O Regulamento (EU) 2024/1689 de 13 de Junho, que estabelece regras harmonizadas sobre a inteligência artificial, é, provavelmente, o ato comunitário mais ambicioso e exigente dos últimos tempos. O seu impacto no acervo normativo europeu é avaliável a partir do facto de que ele implica a alteração de outros seis regulamentos e de três diretivas relativamente recentes. O volume das exigências funcionais que agora se deparam à estrutura da União, no sentido de tornar efetivas as regras tendentes a enquadrar e controlar o fenómeno, resulta claramente do facto de ter sido criada para o efeito uma nova unidade orgânica — o Gabinete Europeu da IA — no âmbito da Direção-Geral para as Redes, Conteúdos e Tecnologias de Comunicação da Comissão Europeia.
Essa nova unidade, que pretende assumir-se como uma espécie de autoridade reguladora a nível europeu, tem estado a recrutar, aceleradamente, efetivos altamente qualificados, especializados nas tecnologias da inteligência artificial. Ao mesmo tempo, é visível a intenção de estimular os Estados Membros a criarem, eles próprios, estruturas reguladoras do mesmo tipo.
O texto do Regulamento é assustador. Ocupa nada menos de 195 páginas do Boletim Oficial, das quais uma boa parte é ocupada por infindáveis considerandos – úteis, de qualquer modo, para a compreensão dos propósitos do legislador europeu a este respeito. A parte preceptiva é constituída por 113 artigos mais 13 anexos. Não é difícil prever que seja necessário um tempo dilatado só para que os inúmeros destinatários desta regulamentação acedam a um nível eficaz de entendimento.
A principal virtude do Regulamento europeu consiste talvez no facto de identificar áreas de aplicação da IA, hierarquizando-as com base nos riscos envolvidos em cada uma delas.
Desde logo, são proibidos vários tipos de utilizações de sistemas de IA, nomeadamente: os que impliquem o uso de “técnicas subliminares que contornem a consciência de uma pessoa, ou técnicas manifestamente manipuladoras ou enganadoras, com o objetivo ou o efeito de distorcer substancialmente o comportamento de uma pessoa ou de um grupo de pessoas, prejudicando de forma considerável a sua capacidade de tomar uma decisão informada”; os que visem “a avaliação ou classificação de pessoas singulares ou grupos de pessoas durante um certo período com base no seu comportamento social ou em características de personalidade ou pessoais, conhecidas, inferidas ou previsíveis”, com possíveis consequências desvantajosas para essas pessoas; os que se destinem a “avaliar ou prever o risco de uma pessoa singular cometer uma infração penal”, com base exclusivamente na definição dos seus perfis ou na avaliação dos seus traços e características de personalidade; e várias outras, pormenorizadamente descritas.

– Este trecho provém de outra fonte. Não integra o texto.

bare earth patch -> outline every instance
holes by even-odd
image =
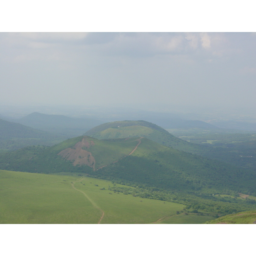
[[[73,148],[69,148],[62,150],[58,154],[67,160],[73,161],[74,166],[77,165],[86,165],[92,167],[95,170],[95,159],[90,152],[83,149],[85,147],[88,148],[94,145],[94,143],[91,140],[90,142],[83,138],[81,141],[78,142]]]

Depois, são caracterizadas as áreas de aplicação de IA que implicam “risco elevado “, isto é, “um risco significativo de danos para a saúde, a segurança ou os direitos fundamentais das pessoas singulares”, nomeadamente influenciando de forma significativa o resultado da tomada de decisões. No Anexo III do Regulamento são especificados os domínios em que podem ocorrer esses riscos: utilização de dados biométricos, quando legal; infraestruturas críticas: gestão e controlo de infraestruturas digitais críticas, do trânsito rodoviário ou das redes de abastecimento de água, gás, aquecimento ou eletricidade; educação e formação profissional; emprego, gestão de trabalhadores e acesso ao emprego por conta própria; acesso a serviços privados essenciais e a serviços e prestações públicos essenciais; aplicação da lei; gestão da migração, do asilo e do controlo das fronteiras; administração da justiça e processos democráticos.
Essa focagem de áreas e sistemas críticos constitui, por si mesma, um avanço significativo para a construção de um enquadramento normativo adequado dos vários fenómenos gerados pelo uso da IA.
No entanto, é natural que este enorme esforço das instituições europeias seja encarado com cautela, para não dizer algum ceticismo. O objeto da nova regulamentação é um fenómeno largamente imaterial, suscetível de assumir uma infinidade de formas e de usos. A montagem de um pesado sistema de regulação e controlo, tendo como alvos principais os promotores e conceptores de dispositivos de IA, é a resposta típica de uma organização altamente burocratizada como a União Europeia. A finalidade é excelente – “promover a adoção de uma inteligência artificial (IA) centrada no ser humano e de confiança”, diz o art. 1º do Regulamento –, mas falta ver se o caminho escolhido segue a rota mais adequada para a atingir.